Karena ia melihat pembelajaran
itu di dalam dirinya dan memperoleh sukacita dan kegembiraan dengan berdasarkan
padanya. Oleh karena itu sebuah khotbah tentang pembelajaran disampaikan secara
benar kepada seorang yang terpelajar.
(4) “Dan mengapakah, sebuah
khotbah tentang kedermawanan disampaikan secara benar kepada seorang yang
dermawan?
Ketika sebuah khotbah tentang
kedermawanan sedang dibabarkan, seseorang yang dermawan tidak menjadi
kehilangan kesabaran dan tidak menjadi jengkel, melawan, dan keras kepala; ia
tidak memperlihatkan kemarahan, kebencian, dan kekesalan.

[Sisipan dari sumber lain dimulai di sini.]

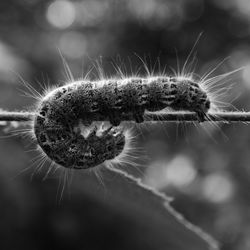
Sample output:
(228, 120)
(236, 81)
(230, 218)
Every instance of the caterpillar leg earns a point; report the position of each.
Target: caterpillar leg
(201, 116)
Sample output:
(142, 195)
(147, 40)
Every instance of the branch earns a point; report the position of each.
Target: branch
(167, 117)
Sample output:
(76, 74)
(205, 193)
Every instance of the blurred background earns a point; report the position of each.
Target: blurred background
(205, 168)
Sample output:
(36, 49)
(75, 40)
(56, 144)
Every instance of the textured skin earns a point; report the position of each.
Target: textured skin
(60, 111)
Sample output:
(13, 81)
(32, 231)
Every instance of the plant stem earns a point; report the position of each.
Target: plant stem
(167, 117)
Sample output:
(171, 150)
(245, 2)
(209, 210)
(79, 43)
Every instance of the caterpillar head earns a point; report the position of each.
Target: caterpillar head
(65, 142)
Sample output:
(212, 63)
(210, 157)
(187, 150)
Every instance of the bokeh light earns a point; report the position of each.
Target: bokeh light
(73, 45)
(180, 171)
(218, 187)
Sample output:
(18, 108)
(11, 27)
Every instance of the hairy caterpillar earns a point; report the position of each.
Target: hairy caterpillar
(56, 125)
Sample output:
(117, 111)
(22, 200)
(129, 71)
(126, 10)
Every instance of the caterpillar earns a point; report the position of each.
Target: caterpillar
(57, 129)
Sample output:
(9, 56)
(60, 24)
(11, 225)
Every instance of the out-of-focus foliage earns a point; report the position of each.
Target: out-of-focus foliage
(206, 168)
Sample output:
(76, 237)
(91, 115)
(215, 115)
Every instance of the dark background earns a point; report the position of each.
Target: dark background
(205, 168)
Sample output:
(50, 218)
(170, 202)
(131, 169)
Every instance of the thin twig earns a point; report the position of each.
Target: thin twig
(166, 117)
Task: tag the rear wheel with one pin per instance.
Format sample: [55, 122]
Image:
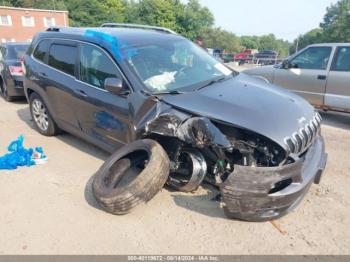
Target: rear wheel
[131, 176]
[4, 92]
[41, 116]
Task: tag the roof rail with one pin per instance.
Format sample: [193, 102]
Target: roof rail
[155, 28]
[53, 29]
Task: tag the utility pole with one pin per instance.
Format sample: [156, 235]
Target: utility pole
[297, 45]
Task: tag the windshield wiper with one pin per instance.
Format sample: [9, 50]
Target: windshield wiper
[212, 82]
[173, 92]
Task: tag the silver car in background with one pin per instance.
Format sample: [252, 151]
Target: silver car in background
[320, 73]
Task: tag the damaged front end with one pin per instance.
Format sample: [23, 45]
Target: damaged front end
[258, 179]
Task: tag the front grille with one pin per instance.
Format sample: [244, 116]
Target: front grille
[301, 140]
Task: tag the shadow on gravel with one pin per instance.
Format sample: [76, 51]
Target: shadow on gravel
[69, 139]
[204, 203]
[335, 119]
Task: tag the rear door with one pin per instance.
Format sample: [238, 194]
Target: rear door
[60, 78]
[102, 116]
[307, 75]
[338, 85]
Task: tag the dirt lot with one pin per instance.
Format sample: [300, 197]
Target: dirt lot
[49, 209]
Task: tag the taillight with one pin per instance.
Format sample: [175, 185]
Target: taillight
[16, 70]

Karena alasan apakah? Karena ia
melihat kedermawanan itu di dalam dirinya dan memperoleh sukacita dan
kegembiraan dengan berdasarkan padanya. Oleh karena itu sebuah khotbah tentang kedermawanan
disampaikan secara benar kepada seorang yang dermawan.
(5) “Dan mengapakah, sebuah
khotbah tentang kebijaksanaan disampaikan secara benar kepada seorang yang
bijaksana?
Ketika sebuah khotbah tentang
kebijaksanaan sedang dibabarkan, seseorang yang bijaksana tidak menjadi
kehilangan kesabaran dan tidak menjadi jengkel, melawan, dan keras kepala; ia
tidak memperlihatkan kemarahan, kebencian, dan kekesalan.
Karena alasan apakah? Karena
ia melihat kebijaksanaan itu di dalam dirinya dan memperoleh sukacita dan
kegembiraan dengan berdasarkan padanya. Oleh karena itu sebuah khotbah
tentang kebijaksanaan disampaikan benar kepada seorang yang bijaksana.
“Para bhikkhu, sebuah khotbah disampaikan secara benar ketika, setelah
menimbang satu jenis orang terhadap jenis lainnya, khotbah itu disampaikan
kepada lima jenis orang [yang tepat] ini.”